Is the UK’s successful digital sector under threat as a result of poor connectivity? Today the House of Lords committee on digital skills said that internet provision in London is among the worst in Europe’s capital cities, falling behind the likes of Romania's Bucharest and even the isolated capital of Iceland, Reykjavik, to 26th place.
‘The Committee…found that internet provision in the UK needs a boost,’ said its chair, Baroness Morgan. ‘It's unacceptable that some urban areas still experience 'not-spots', particularly where the lack of internet directly affects the UK’s ability to compete.
‘Also, in some parts of the UK, as many as 20% of the population has never used the internet. Only when the Government treats the internet as a utility, as important and vital for people as water or electricity, will these issues be addressed.’
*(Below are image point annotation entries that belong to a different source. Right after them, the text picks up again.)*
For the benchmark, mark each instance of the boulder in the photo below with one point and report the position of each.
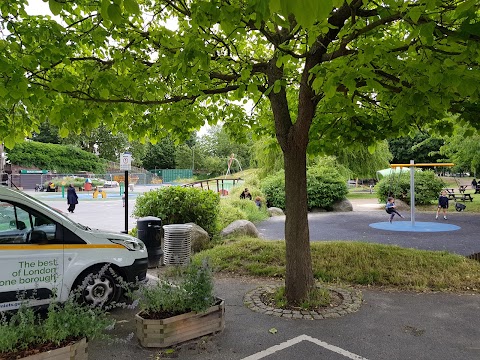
(273, 211)
(342, 206)
(240, 227)
(200, 238)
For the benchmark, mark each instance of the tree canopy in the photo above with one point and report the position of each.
(360, 71)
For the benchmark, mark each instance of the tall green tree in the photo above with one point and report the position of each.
(463, 149)
(423, 148)
(361, 71)
(160, 155)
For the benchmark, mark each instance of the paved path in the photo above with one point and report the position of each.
(355, 226)
(388, 325)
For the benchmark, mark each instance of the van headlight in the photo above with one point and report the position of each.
(130, 244)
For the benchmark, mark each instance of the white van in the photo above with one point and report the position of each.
(44, 255)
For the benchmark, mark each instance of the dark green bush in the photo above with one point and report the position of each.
(325, 186)
(180, 205)
(427, 187)
(61, 158)
(273, 187)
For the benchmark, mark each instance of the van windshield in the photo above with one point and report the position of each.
(58, 212)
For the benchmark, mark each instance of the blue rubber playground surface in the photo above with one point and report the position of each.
(417, 227)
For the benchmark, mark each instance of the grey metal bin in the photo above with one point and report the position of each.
(151, 233)
(177, 244)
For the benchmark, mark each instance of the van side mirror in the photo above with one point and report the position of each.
(37, 237)
(20, 225)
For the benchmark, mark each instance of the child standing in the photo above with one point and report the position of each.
(390, 208)
(442, 204)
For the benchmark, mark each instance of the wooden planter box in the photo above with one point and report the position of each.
(77, 351)
(180, 328)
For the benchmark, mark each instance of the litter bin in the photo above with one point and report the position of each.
(177, 245)
(150, 231)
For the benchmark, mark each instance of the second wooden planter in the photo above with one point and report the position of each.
(77, 351)
(180, 328)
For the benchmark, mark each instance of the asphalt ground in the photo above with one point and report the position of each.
(389, 324)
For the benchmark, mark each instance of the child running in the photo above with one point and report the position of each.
(442, 204)
(390, 208)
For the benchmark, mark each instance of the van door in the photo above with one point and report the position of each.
(31, 254)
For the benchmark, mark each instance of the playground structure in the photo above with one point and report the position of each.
(420, 226)
(412, 167)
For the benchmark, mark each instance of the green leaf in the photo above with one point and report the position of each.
(277, 86)
(55, 7)
(252, 88)
(464, 6)
(415, 13)
(131, 6)
(115, 14)
(63, 132)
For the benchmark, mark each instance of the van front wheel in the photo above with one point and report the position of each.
(98, 286)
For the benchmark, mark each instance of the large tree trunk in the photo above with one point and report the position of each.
(293, 139)
(299, 275)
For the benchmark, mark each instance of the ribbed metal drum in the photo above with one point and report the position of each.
(177, 244)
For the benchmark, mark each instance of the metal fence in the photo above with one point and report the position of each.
(31, 181)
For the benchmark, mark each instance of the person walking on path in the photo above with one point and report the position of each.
(72, 198)
(390, 208)
(442, 204)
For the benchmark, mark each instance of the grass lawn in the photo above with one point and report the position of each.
(352, 263)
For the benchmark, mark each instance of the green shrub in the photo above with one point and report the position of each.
(191, 291)
(180, 205)
(273, 187)
(325, 186)
(25, 329)
(62, 158)
(228, 213)
(427, 187)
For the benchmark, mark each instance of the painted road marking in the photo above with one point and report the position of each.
(298, 339)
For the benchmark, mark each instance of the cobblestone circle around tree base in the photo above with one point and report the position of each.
(351, 302)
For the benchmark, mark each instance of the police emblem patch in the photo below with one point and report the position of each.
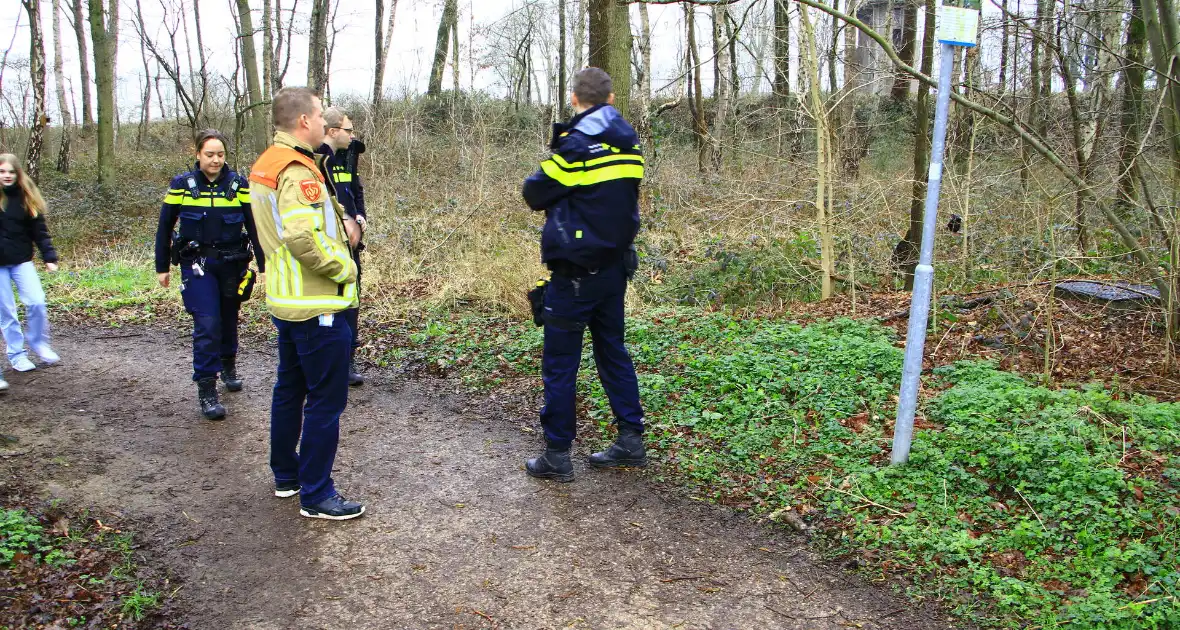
(310, 190)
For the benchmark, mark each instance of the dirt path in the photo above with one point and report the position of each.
(457, 536)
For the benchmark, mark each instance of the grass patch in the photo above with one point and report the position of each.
(63, 569)
(110, 288)
(1021, 505)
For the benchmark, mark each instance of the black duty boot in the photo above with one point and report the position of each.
(229, 374)
(354, 378)
(552, 464)
(207, 393)
(627, 451)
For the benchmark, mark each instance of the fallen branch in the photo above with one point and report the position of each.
(812, 264)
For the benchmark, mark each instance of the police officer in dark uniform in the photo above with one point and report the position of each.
(212, 245)
(343, 152)
(589, 189)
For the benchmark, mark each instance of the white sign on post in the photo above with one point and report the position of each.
(957, 26)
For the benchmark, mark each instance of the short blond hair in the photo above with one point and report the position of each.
(289, 104)
(334, 117)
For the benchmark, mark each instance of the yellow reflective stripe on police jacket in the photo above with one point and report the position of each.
(596, 175)
(204, 202)
(175, 196)
(570, 165)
The news comes on the same day as claims that BT, which is responsible for most of Britain’s broadband network through its Openreach subsidiary, is in line to win a Government contract to become a bailiff. The Evening Standard reported that it had fought off competition from the likes of Capita and IBM to be the preferred bidder for a £675m contract that would see it collecting billions of pounds worth of fines on behalf of the Ministry of Justice. BT has declined to comment.
This comes less than a week after the telecoms giant agreed to pay almost £1bn for rights to broadcast some Premier League games as it works to boost the success of its TV packages. With so many businesses and consumers struggling with poor broadband speeds perhaps BT should focus on improving our connectivity, as it’s paid to by the Government, rather than knocking on debtors’ doors and filling the pockets of Wayne Rooney.